Using conservation of momentum requires four basic steps. The first step is crucial:

Identify a closed system (total mass is constant, no net external force acts on the system).
Write down an expression representing the total momentum of the system before the “event” (explosion or collision).
Write down an expression representing the total momentum of the system after the “event.”
Set these two expressions equal to each other, and solve this equation for the desired quantity.

Colliding carts

Two carts in a physics lab roll on a level track, with negligible friction. These carts have small magnets at their ends, so that when they collide, they stick together ( [link] ). The first cart has a mass of 675 grams and is rolling at 0.75 m/s to the right; the second has a mass of 500 grams and is rolling at 1.33 m/s, also to the right. After the collision, what is the velocity of the two joined carts?

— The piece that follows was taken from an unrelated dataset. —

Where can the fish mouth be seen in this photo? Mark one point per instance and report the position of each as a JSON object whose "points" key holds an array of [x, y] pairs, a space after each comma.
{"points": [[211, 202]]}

An illustration of two lab carts on a track, stuck together. — Two lab carts collide and stick together after the collision.

Strategy

We have a collision. We’re given masses and initial velocities; we’re asked for the final velocity. This all suggests using conservation of momentum as a method of solution. However, we can only use it if we have a closed system. So we need to be sure that the system we choose has no net external force on it, and that its mass is not changed by the collision.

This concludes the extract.